Seit fünf Jahren fördert die Stadt St. Wendel die Jugend-Musik-Kultur. Und das mit aufeinander aufbauenden Projekten. Bürgermeister Klaus Bouillon zieht eine positive Bilanz und verspricht: „Wir machen weiter.“

"Wir sind auf dem Weg zur Musik-Stadt." Bürgermeister Klaus Bouillon hat nicht nur sein Herz für den Sport, sondern auch für die Kultur entdeckt. Und er ist stolz darauf. Seit gut fünf Jahren fördert die Stadt die Jugend-Musik-Kultur in der Region, und das mit aufeinander aufbauenden Projekten. WND Band Battle, WND Bandworx, Make Music und Rock@Club sind die Bausteine für dieses Musik-Konzept.

"Wir haben vor fünf Jahren angefangen, eine völlig neue Szene zu schaffen", sagt Bouillon. Diese sei alles andere als ein Schnellschuss, eine Einmalfliege. Bouillon spricht von Nachhaltigkeit. Denn die Wettbewerbe zeigen erste Früchte. Die Zeit und das Fachwissen, das die Fun Music School in die Ausbildung der Musiker investiere, zahle sich später aus, wenn die Bands für die Stadt St. Wendel auftreten.

Beispiel WND Band Battle: Bisher haben sich 160 Bands beworben, 25 Gruppen standen von 2008 bis 2012 im Finale des ins Stadtfest integrierten Wettbewerbs. In diesen fünf Jahren wurden an die Erst-, Zweit- und Drittplatzierten Preise im Wert von rund 15 000 Euro vergeben. Die Stadt gab 2500 Euro, den Rest steuerten Sponsoren bei. Beim Stadtfest in diesem Jahr wird es eine Besonderheit geben. Aus den bisherigen Gewinnern hat eine Jury drei Bands ausgewählt: Fürbaß, Max Barth & The Backdraft und Spirit Wanted. Aus diesen Bands wird am Samstag, 15. Juni, ab 20 Uhr in der Mott der Staffelsieger (aus den Jahren 2008 bis 2012) gekürt. Im kommenden Jahr wird eine neue Staffel beginnen.

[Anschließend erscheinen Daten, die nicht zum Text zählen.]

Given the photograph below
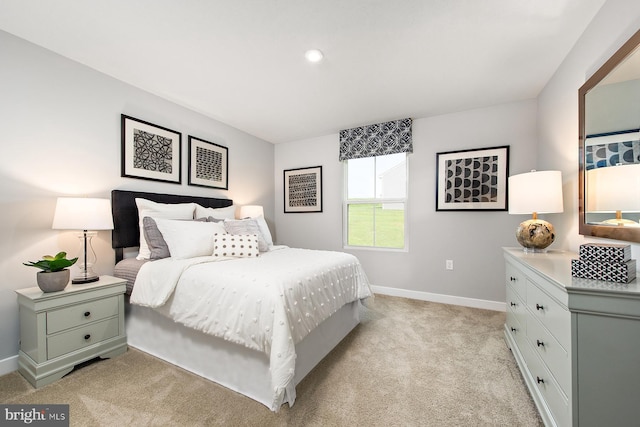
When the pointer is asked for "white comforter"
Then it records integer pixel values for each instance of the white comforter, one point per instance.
(268, 303)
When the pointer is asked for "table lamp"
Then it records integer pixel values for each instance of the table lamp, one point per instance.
(614, 189)
(533, 193)
(83, 214)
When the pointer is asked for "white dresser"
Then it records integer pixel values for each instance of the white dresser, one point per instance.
(59, 330)
(576, 341)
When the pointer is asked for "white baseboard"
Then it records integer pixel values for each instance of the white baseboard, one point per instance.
(444, 299)
(8, 365)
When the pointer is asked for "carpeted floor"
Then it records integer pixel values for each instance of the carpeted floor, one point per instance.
(409, 363)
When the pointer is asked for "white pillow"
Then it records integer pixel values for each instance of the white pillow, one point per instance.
(218, 213)
(159, 210)
(188, 239)
(238, 245)
(264, 229)
(246, 226)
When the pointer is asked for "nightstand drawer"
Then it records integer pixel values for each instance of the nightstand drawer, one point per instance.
(80, 314)
(66, 342)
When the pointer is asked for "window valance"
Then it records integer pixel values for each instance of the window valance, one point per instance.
(376, 140)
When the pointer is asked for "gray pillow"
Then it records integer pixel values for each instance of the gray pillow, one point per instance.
(153, 236)
(157, 245)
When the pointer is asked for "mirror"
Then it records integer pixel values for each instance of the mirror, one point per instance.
(609, 154)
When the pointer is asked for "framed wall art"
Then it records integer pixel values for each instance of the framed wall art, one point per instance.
(303, 190)
(208, 164)
(472, 180)
(150, 151)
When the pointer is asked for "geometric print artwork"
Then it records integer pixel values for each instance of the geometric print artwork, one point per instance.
(612, 154)
(208, 164)
(152, 152)
(303, 190)
(376, 140)
(471, 180)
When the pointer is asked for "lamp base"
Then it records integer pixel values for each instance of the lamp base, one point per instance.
(535, 235)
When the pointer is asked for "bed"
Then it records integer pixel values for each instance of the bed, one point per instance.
(254, 324)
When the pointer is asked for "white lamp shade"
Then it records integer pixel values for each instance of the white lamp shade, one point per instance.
(614, 188)
(251, 211)
(536, 191)
(82, 214)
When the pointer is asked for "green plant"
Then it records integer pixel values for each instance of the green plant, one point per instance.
(50, 263)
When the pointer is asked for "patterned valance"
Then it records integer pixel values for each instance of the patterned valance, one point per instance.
(376, 140)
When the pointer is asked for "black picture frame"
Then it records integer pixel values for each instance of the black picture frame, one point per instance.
(208, 164)
(473, 180)
(303, 190)
(150, 151)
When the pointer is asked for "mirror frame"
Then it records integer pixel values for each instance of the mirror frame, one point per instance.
(630, 234)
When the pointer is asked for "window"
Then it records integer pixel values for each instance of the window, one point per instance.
(376, 196)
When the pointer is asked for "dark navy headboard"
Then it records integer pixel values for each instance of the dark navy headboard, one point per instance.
(126, 230)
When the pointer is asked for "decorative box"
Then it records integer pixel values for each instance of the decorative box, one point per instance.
(620, 272)
(605, 252)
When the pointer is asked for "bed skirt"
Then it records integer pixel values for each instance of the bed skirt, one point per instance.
(238, 368)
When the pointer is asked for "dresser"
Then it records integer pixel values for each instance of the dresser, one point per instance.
(576, 341)
(59, 330)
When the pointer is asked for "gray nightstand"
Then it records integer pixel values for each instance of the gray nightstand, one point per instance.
(59, 330)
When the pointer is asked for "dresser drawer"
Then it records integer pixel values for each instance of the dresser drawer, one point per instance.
(551, 314)
(554, 398)
(554, 356)
(80, 314)
(517, 280)
(75, 339)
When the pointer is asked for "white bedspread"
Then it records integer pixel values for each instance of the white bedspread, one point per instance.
(268, 303)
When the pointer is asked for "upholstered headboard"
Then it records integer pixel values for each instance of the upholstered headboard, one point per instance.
(126, 231)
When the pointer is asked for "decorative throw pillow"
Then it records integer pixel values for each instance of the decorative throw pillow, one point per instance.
(159, 210)
(219, 213)
(246, 226)
(188, 239)
(235, 245)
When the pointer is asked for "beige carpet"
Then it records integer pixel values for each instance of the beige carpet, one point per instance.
(409, 363)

Auch das Nachwuchs-Förderprogramm WND Bandworx "hat die Jugend-Musikszene der Stadt St. Wendel nachhaltig belebt". Seit dem Start 2009 haben sich 64 Bands für das Programm beworben. 20 kamen in den Genuss der jeweils sechsmonatigen "Rundumförderung", wie es Bouillon ausdrückt. Diese Förderung lässt sich die Stadt jährlich 10 000 Euro kosten. Auch hier geben die Bands bereits etwas zurück. Denn Ralph Schäfer-Lösch, der Leiter der Fun Music School, nimmt die ausgebildeten Bands in die Pflicht: "Wir wollen eine Brücke schlagen zwischen Bands, die bereits Erfahrungen gesammelt haben, und Bands, die noch keine Erfahrung haben." Will heißen: Erfahrene Bands sollen den jungen Musikern mit Rat und Tat zur Seite stehen - und das tun sie auch. Und sie werden selbst aktiv: Einige Bandworx-Teilnehmer organisieren für den 2. Oktober ein gemeinsames Konzert im Saalbau.

Musik als Sozialarbeit

Ein weiterer Aspekt der Nachwuchsförderung liegt in der Sozialarbeit. In zwei Jahren "Make Music" sei viel bewegt worden, sagt Willi Gregorius von der Stiftung Hospital, die ihren Anteil an dem Projekt hat. Sozial schwach gestellte Jungs und Mädels im Haus der Jugend werden für das Musizieren sensibilisiert und in Einzel- und Gruppenunterricht von Mitarbeitern der Fun Music School ausgebildet. "Sie nehmen die Sache sehr ernst", sagt Gregorius. Er hält das Geld - 3000 Euro lässt sich die Stadt das Projekt jährlich kosten - für eine richtige Investition, die sich später in der Jugendarbeit auszahle.

Ihr neu erworbenes Können vertiefen die jungen Musiker in den von der Stadt zur Verfügung gestellten Proberäumen und stellen es dann im Rock@Club unter Beweis. Dort können sie unter professionellen Bedingungen und vor einem kleinen Publikum auftreten. Bisher seien 60 Bands vor rund 1000 Zuschauern aufgetreten. Gregorius freut sich, dass das Publikum zu zwei Dritteln aus Jugendlichen, aber auch zu einem Drittel aus Erwachsenen bestehe. Das mache die Sache zu einem "echten Sozialprojekt".

Ein Ende des Musik-Engagements sieht Bouillon nicht: "So lange ich die Verantwortung habe, wird es alle Projekte weiter geben." Und auch einen Mangel an Nachwuchsmusikern befürchtet er nicht. Bouillon: "Wir haben mehr Bands im Kreis als Fußballmannschaften."